Tilman Krause schreibt in seiner ausführlichen Rezension im Sissymag folgendes:
Odd Klippenvåg lässt hier zwei Schwule ein großes Abenteuer miteinander erleben, die Mitte sechzig sind. Das ist an sich schon bemerkenswert. Möglicherweise hat es mit einer gewissen Selbstverpflichtung zur Aufrichtigkeit zu tun, die auch aus den Büchern von Klippenvågs Landsmann Knausgard spricht, die ja viele Leser faszinierend finden. Und zur Aufrichtigkeit gehört auch, Geschichten aus dem „wahren Leben“ zu erzählen.
Ich hatte das Glück, Odd Klippenvåg einen Monat nach der Buchmesse persönlich kennenzulernen und ihn im Rahmen einer Lesung zu interviewen, denn er war der Gastautor der Skandinavischen Übersetzerwerkstadt am Nordkolleg in Rendsburg. Wir sprachen über seine Kindheit auf den Lofoten (er ist Jahrgang 1951), über den Skandal, den sein Roman „Otto, Otto“ 1983 in Norwegen auslöste, bei dem ein schwules Pärchen im Mittelpunkt steht, und warum es ihn ein bisschen nervt, wenn man sein schriftstellerisches Werk auf das Thema Homosexualität reduziert.

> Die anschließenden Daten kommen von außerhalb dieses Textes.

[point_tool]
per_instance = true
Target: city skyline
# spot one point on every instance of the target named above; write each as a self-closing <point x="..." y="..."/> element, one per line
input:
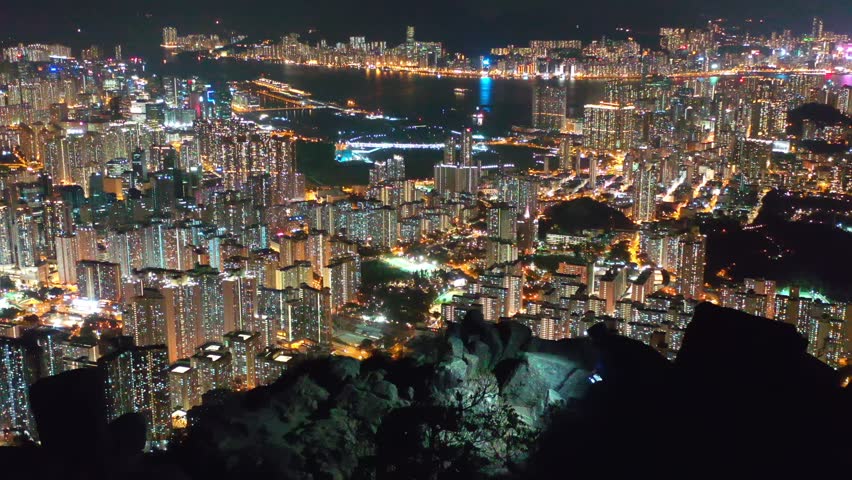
<point x="474" y="30"/>
<point x="353" y="256"/>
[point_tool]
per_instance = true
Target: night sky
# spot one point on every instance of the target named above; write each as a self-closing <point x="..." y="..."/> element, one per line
<point x="464" y="25"/>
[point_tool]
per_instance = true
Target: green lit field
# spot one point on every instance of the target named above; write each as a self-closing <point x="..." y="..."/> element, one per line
<point x="410" y="265"/>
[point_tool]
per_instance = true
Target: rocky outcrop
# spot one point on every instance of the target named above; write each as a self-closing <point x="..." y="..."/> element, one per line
<point x="322" y="418"/>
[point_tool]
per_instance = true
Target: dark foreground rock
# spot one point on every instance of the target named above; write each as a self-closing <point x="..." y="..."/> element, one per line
<point x="490" y="401"/>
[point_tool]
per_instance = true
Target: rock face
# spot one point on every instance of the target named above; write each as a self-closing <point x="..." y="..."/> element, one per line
<point x="322" y="418"/>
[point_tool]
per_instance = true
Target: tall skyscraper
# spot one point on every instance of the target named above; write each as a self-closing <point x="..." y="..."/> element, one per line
<point x="691" y="266"/>
<point x="146" y="318"/>
<point x="17" y="372"/>
<point x="244" y="348"/>
<point x="457" y="173"/>
<point x="816" y="28"/>
<point x="183" y="319"/>
<point x="137" y="380"/>
<point x="550" y="103"/>
<point x="608" y="126"/>
<point x="99" y="280"/>
<point x="645" y="193"/>
<point x="169" y="37"/>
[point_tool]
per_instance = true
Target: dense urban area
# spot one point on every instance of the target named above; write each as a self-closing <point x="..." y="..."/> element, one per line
<point x="186" y="235"/>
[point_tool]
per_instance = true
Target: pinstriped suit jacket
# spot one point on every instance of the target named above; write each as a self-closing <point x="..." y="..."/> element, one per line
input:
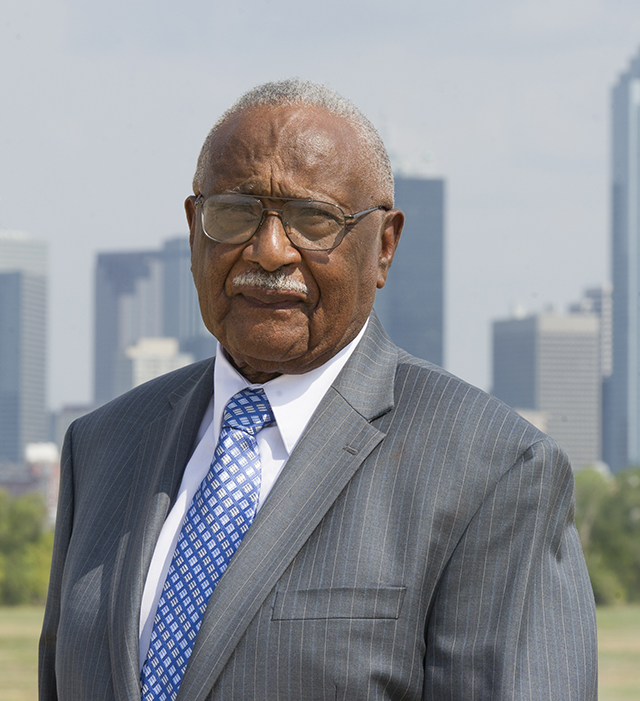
<point x="419" y="544"/>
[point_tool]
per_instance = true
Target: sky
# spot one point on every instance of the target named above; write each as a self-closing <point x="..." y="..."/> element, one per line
<point x="104" y="107"/>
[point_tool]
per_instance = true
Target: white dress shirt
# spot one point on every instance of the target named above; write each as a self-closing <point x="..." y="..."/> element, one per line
<point x="293" y="399"/>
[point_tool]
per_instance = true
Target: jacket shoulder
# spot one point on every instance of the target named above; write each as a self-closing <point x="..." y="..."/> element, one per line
<point x="151" y="398"/>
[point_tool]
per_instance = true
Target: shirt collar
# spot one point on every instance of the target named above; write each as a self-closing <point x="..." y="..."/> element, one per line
<point x="293" y="398"/>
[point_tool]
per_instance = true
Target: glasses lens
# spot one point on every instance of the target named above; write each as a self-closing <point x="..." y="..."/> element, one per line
<point x="230" y="218"/>
<point x="314" y="225"/>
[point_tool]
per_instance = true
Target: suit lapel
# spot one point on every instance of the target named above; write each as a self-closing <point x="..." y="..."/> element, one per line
<point x="164" y="450"/>
<point x="338" y="439"/>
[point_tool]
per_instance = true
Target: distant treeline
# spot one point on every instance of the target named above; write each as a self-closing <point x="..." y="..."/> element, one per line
<point x="608" y="521"/>
<point x="607" y="517"/>
<point x="25" y="549"/>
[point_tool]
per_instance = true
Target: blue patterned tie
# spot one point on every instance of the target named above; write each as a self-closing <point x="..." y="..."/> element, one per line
<point x="220" y="514"/>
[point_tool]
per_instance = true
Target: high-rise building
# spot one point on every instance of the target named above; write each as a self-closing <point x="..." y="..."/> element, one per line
<point x="411" y="304"/>
<point x="623" y="420"/>
<point x="598" y="300"/>
<point x="144" y="294"/>
<point x="550" y="364"/>
<point x="23" y="339"/>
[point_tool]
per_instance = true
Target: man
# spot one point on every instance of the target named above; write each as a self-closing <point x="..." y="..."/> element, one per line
<point x="395" y="533"/>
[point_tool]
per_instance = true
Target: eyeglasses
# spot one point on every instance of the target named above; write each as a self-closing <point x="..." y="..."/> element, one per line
<point x="309" y="225"/>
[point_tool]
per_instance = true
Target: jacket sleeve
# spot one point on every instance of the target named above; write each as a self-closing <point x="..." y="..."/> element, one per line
<point x="514" y="616"/>
<point x="64" y="524"/>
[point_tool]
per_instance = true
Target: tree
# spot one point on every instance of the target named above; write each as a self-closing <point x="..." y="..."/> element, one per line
<point x="25" y="549"/>
<point x="608" y="521"/>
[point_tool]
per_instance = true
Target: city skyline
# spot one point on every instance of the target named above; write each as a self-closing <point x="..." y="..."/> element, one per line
<point x="509" y="104"/>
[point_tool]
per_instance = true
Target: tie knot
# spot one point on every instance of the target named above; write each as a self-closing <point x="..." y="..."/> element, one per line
<point x="248" y="410"/>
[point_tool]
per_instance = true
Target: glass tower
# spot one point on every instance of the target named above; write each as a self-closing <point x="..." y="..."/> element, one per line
<point x="622" y="422"/>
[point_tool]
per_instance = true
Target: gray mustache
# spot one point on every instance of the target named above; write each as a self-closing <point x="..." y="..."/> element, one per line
<point x="279" y="282"/>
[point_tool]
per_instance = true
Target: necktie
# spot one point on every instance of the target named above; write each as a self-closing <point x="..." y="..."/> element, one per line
<point x="220" y="514"/>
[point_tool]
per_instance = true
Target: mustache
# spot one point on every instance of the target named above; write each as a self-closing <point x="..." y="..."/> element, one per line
<point x="278" y="282"/>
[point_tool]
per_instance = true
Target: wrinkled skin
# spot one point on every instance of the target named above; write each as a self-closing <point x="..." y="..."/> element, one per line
<point x="302" y="152"/>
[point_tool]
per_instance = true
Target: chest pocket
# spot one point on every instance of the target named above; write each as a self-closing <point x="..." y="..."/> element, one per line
<point x="345" y="602"/>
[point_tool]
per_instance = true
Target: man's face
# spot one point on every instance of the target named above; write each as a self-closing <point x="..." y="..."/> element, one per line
<point x="300" y="152"/>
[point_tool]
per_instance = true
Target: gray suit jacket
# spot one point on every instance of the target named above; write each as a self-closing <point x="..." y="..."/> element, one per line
<point x="419" y="544"/>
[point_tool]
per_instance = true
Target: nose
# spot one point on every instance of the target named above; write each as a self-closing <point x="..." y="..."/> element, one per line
<point x="270" y="247"/>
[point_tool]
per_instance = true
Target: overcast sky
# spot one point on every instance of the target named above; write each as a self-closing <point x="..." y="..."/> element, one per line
<point x="104" y="106"/>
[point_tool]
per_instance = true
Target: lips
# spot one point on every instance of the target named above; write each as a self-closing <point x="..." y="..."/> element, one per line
<point x="274" y="299"/>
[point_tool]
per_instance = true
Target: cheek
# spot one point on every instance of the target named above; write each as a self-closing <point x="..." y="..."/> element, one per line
<point x="208" y="268"/>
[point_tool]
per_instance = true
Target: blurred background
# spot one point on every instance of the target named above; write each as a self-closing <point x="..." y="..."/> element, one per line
<point x="513" y="131"/>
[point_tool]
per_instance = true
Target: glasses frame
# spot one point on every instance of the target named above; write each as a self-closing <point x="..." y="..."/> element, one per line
<point x="349" y="219"/>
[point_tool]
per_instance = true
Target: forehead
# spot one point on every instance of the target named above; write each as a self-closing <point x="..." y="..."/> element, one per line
<point x="287" y="150"/>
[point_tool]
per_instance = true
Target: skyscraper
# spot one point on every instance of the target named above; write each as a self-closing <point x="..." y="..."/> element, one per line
<point x="623" y="420"/>
<point x="550" y="363"/>
<point x="23" y="335"/>
<point x="144" y="294"/>
<point x="411" y="304"/>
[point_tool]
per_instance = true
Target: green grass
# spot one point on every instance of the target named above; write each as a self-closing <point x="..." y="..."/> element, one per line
<point x="19" y="633"/>
<point x="619" y="653"/>
<point x="618" y="632"/>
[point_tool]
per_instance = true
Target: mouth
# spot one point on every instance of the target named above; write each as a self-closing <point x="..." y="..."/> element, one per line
<point x="270" y="290"/>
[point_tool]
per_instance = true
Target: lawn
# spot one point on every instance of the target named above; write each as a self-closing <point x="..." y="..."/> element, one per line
<point x="619" y="653"/>
<point x="619" y="635"/>
<point x="19" y="632"/>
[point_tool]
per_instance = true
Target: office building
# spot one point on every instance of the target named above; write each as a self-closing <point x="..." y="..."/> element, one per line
<point x="23" y="341"/>
<point x="144" y="294"/>
<point x="599" y="301"/>
<point x="550" y="364"/>
<point x="623" y="420"/>
<point x="149" y="358"/>
<point x="411" y="304"/>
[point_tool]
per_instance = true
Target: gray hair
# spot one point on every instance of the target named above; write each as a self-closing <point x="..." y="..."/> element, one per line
<point x="294" y="91"/>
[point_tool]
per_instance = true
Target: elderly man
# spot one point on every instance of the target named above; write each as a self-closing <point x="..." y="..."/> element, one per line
<point x="315" y="514"/>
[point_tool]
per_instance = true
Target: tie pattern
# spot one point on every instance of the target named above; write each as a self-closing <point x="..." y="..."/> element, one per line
<point x="220" y="514"/>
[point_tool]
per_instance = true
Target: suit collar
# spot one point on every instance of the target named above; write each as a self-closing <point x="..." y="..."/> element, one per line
<point x="164" y="449"/>
<point x="338" y="439"/>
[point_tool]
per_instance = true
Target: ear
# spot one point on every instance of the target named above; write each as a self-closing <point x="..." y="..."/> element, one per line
<point x="190" y="209"/>
<point x="390" y="235"/>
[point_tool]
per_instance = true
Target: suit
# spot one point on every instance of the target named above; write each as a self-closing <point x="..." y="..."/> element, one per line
<point x="419" y="544"/>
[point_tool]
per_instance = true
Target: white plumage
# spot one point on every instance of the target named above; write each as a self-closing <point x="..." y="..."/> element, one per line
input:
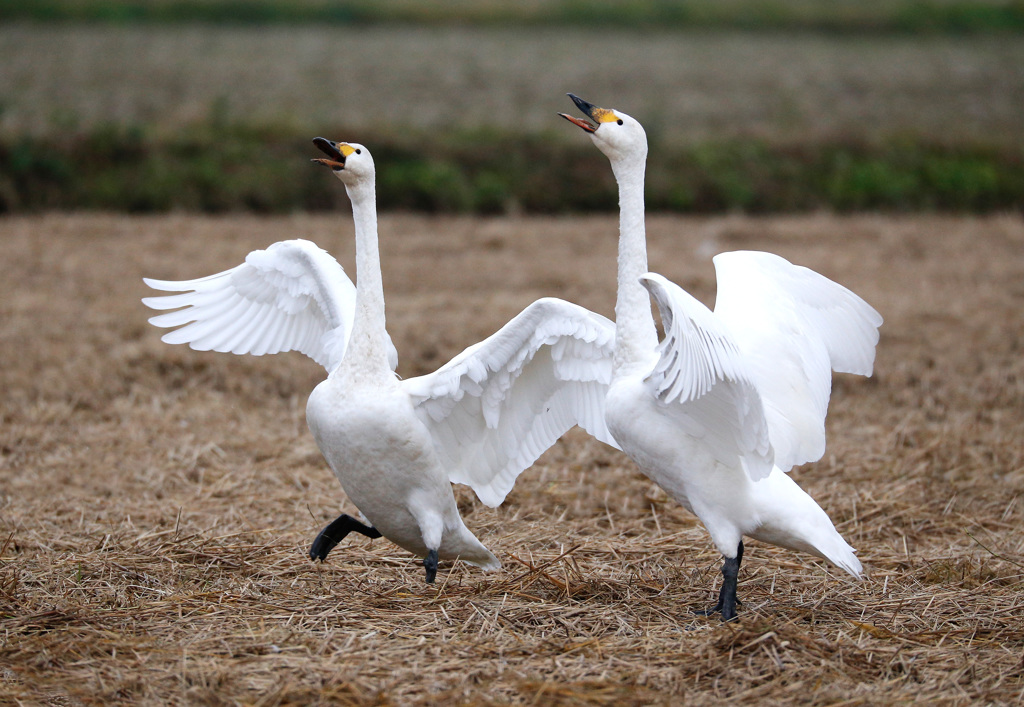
<point x="396" y="445"/>
<point x="729" y="400"/>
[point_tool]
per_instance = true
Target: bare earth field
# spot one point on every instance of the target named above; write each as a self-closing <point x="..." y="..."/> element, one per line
<point x="156" y="503"/>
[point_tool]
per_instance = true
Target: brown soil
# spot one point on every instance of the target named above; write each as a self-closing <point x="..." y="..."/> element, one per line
<point x="156" y="503"/>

Unter der Leitung der bekannten Übersetzerin Christel Hildebrandt arbeiteten wir zu achtzehnt (!) an der Übersetzung seiner Kurzgeschichte „Skogen, tett og mørk“, 2016 erschienen in dem Buch „En enda større ensomhet“ (Eine noch größere Einsamkeit, erschienen bei Cappelen Damm). Es war für uns alle – die Übersetzer*innen wie auch den Autor – ein besonderes Erlebnis, gemeinsam über den Text zu diskutieren. Wir sind dabei auf eine Interpretation gekommen, die ihn selbst überrascht hat, die er jedoch durchaus bereit war mitzutragen, doch die Frage blieb offen: Ist der Ich-Erzähler nun pädophil oder nicht? Der Autor betont, beim Schreiben nicht in diese Richtung gedacht zu haben, obwohl es die LeserInnen zwischen den Zeilen förmlich anspringt. Doch was die Kurzgeschichte ausmacht, ist die bedrückende Erfahrung von Einsamkeit mitten unter Menschen. Für Odd Klippenvåg bedarf es einer thematischen Klammer, wenn er einen Sammlung von Kurzgeschichten veröffentlicht. Und so bin ich jetzt sehr neugierig auf die restlichen Kurzgeschichten dieses Buches und nehme es mir für 2020 vor – denn das kommende Jahr möchte ich voll und ganz dem Genre Kurzgeschichte (auf norwegisch: novelle) widmen.
Die persönliche Begegnung mit den Autor*innen, deren Texte ich übersetze, gehört schon jetzt zu den wirklich besonderen Momenten meines noch jungen Übersetzerinnenlebens!